The 3 capability long term parameters of the masses obtained (Pp, PpK et PpM) correspond respectively to intrinsic index (comparison of total variation with tolerances), ‘potential capability’ (centering of process), and global capability (cost of no-quality) were determined.
If all three parameters are superior in 1.33, the level of confidence in the process capability is acceptable. Application inertial tolerancing (inertia) is an alternative to the traditional method, based on the value repartition around target (Cpi >1) used to estimate the cost of no-quality.
In parallel, control charts of individual values was subjected to a posteriori analysis.

Results

The intrinsic capability (dispersion) were respectively 1.86, 2.28 and 1.55 for the batch 1, 2 and 3. Those figures were satisfying. As for the centering of process, results were respectively for the batch 1 and 3 (0.37 and 0.38) and insufficient for the batch 2 (1.15).
The global capability (dispersion and centering) is insufficient for all the lots (0.41, 0.65 or 0.43 for the lots 1 to 3). Only lot 2 has a good inertia (Cpi = 0,94) and hence has an “ideal” cost.

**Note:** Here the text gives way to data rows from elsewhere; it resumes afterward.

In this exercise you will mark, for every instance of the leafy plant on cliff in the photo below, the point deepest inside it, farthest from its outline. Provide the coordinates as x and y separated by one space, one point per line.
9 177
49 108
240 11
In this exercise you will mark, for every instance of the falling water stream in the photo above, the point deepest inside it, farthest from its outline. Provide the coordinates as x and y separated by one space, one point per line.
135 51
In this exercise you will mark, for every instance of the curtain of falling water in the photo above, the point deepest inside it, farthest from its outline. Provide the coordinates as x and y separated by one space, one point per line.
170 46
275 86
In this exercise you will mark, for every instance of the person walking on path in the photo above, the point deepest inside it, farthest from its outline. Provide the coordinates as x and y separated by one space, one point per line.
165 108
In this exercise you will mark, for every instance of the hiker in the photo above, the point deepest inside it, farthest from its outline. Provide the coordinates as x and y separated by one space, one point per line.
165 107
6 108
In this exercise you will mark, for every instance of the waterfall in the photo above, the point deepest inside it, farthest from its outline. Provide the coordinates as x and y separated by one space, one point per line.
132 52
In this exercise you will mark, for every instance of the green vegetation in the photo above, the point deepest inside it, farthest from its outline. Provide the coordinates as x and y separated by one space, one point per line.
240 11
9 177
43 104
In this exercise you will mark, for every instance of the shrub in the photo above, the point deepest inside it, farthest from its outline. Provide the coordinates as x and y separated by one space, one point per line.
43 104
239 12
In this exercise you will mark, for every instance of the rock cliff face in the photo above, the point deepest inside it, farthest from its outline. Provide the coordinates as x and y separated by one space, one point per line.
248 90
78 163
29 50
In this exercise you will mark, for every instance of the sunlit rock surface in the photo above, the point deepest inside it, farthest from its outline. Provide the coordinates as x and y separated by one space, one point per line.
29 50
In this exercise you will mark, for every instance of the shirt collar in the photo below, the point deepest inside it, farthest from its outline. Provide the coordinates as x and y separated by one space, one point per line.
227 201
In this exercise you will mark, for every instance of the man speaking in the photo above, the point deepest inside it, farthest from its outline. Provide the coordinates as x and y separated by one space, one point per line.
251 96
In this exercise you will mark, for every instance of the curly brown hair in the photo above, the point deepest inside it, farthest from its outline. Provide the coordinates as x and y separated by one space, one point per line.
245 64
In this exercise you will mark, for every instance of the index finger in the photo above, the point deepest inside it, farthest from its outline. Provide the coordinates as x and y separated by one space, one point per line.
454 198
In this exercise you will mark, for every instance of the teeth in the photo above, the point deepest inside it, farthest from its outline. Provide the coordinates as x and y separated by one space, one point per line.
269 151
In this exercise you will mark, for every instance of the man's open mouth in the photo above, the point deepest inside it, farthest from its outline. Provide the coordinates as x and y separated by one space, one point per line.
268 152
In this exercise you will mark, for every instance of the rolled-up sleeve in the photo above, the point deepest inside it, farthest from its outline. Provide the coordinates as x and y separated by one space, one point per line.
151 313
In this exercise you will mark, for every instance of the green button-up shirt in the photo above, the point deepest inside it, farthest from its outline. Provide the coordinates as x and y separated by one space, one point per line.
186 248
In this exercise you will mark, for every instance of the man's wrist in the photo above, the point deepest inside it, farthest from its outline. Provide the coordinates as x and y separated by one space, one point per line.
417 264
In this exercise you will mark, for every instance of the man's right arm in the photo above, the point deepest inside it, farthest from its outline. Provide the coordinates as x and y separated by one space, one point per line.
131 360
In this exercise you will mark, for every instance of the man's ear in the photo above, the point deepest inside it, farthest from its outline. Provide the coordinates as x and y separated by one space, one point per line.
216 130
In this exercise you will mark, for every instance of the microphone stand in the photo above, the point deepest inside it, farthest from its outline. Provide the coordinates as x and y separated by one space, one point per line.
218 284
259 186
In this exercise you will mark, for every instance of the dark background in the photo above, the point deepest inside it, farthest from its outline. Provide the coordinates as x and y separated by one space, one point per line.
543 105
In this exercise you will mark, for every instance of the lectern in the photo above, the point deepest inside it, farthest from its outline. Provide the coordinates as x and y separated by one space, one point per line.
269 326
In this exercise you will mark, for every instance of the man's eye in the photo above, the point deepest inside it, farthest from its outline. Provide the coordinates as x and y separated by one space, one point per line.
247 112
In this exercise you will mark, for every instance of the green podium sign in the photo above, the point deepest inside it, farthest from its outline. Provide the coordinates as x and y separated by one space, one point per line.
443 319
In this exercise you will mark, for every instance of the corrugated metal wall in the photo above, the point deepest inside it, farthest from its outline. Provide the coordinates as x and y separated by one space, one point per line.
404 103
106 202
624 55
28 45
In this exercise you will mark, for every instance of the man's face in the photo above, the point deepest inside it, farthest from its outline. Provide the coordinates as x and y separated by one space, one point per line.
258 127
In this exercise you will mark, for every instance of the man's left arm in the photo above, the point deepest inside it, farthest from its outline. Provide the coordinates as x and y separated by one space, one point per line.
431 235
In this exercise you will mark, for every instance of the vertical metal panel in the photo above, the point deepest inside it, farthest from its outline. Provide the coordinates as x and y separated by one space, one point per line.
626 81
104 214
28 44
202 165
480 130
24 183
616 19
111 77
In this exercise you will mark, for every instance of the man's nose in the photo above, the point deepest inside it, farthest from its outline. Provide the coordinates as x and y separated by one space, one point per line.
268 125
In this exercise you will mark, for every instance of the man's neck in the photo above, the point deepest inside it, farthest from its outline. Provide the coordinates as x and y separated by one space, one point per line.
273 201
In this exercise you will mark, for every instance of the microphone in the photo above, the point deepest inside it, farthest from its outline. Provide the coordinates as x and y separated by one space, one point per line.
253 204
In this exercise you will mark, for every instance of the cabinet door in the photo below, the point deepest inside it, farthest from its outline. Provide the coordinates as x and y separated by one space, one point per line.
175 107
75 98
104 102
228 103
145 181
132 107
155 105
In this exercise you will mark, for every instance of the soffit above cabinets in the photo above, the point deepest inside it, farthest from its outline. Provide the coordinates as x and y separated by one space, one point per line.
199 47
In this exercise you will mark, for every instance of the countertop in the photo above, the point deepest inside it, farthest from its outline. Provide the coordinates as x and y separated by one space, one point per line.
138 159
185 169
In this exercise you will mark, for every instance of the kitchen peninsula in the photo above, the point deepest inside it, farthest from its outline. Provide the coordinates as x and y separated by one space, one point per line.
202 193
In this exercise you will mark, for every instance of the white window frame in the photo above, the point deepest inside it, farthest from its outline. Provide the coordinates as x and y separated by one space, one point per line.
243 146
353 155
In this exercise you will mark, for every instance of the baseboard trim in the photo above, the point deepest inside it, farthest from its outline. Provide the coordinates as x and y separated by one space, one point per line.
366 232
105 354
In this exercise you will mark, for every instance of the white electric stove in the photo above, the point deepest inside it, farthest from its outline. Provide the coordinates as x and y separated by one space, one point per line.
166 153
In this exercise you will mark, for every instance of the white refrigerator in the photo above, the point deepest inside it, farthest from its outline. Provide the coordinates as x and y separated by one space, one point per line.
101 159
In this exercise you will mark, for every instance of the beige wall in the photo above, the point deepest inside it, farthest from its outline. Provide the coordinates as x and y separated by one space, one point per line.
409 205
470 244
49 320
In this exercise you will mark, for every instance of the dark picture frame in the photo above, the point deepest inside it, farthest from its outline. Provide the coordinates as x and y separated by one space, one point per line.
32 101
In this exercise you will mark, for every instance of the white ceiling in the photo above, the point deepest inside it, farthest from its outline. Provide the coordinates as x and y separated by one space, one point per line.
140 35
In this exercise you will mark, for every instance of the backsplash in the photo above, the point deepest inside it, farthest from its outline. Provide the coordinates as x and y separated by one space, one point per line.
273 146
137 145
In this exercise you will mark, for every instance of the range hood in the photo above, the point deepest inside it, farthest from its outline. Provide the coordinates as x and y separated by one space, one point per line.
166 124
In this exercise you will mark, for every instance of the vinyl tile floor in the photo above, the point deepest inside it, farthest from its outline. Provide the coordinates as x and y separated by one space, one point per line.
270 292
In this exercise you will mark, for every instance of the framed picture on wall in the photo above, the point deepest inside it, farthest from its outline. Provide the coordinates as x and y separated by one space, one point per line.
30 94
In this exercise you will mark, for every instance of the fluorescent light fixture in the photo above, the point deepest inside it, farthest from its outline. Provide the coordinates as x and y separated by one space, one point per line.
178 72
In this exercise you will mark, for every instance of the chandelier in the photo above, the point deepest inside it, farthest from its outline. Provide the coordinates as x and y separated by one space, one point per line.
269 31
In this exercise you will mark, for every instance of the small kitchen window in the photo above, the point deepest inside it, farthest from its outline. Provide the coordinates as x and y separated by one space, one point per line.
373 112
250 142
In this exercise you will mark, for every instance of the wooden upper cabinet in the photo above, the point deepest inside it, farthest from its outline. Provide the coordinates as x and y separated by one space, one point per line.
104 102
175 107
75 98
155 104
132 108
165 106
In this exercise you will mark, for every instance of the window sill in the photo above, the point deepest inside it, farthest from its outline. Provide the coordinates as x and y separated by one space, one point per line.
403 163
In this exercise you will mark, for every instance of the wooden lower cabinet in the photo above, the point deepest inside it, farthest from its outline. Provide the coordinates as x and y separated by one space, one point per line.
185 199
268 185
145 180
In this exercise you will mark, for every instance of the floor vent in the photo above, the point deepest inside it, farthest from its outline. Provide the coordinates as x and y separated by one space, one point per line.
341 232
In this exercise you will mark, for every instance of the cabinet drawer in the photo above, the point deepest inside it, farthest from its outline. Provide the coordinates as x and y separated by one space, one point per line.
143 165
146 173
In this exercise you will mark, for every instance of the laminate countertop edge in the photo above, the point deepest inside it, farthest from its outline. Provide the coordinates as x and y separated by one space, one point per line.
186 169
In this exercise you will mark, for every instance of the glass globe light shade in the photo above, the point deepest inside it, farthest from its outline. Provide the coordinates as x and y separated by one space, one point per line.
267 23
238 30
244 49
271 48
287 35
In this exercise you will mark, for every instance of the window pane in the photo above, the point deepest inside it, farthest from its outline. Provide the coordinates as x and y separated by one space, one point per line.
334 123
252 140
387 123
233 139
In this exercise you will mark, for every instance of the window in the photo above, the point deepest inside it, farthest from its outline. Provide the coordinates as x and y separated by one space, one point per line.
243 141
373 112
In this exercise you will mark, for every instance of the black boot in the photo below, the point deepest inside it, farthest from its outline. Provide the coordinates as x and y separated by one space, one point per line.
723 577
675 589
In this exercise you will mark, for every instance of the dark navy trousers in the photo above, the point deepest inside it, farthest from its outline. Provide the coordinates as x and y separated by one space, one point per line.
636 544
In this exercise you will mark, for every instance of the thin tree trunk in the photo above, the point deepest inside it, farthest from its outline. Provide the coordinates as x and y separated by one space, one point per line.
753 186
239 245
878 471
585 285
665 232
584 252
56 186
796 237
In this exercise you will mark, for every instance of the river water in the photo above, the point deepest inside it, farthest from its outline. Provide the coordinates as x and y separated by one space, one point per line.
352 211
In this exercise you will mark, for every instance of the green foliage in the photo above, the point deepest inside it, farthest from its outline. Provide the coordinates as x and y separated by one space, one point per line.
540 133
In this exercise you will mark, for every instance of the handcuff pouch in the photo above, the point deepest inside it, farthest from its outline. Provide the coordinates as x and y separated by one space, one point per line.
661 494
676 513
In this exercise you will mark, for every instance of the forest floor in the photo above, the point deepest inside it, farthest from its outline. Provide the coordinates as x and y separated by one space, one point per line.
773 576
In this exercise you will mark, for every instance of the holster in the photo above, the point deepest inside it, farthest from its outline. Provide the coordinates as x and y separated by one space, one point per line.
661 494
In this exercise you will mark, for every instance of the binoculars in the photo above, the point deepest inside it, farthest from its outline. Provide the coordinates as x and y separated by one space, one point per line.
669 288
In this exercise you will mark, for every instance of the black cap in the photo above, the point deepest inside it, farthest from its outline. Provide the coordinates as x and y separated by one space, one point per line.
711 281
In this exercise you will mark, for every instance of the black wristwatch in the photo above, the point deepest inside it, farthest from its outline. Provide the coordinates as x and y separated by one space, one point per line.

The reading of control charts allows to visualize the unsatisfactory centering of masses and so of the volumes with respect to the target and the deviation of the process characteristics at the time.

Also, no individual values are included in this interval [LCL*; UCL**] (Lot 1 [59.16; 61.02]; lot 2 [59.61 ; 60.57] ; lot 3 [59.24 ; 60.94])mg revealing the existence of special causes (loos of calibration for example…) responsible of the process variability .

* Lower Control Limit
** Upper Control Limit

Conclusion/Discussion

According to classical reasoning, the percentage of volumes out of tolerance (accuracy [95-105]%) remains weak (Lot 1 : 13.3%, Lot 2 : 0%, Lot 3 : 10.6%) about 5 bags per lot, the pump would not need to make adjustments. However, capability and inertia analysis showed the need to adjust the pump by performing a new calibration for the 60 mL volume to ensure long-term process stability.

The application of the MSP is important in the monitoring of hospital production processes allowing anticipation of non-compliance and the realization of savings in human resources and unnecessary production costs (cost of no-quality).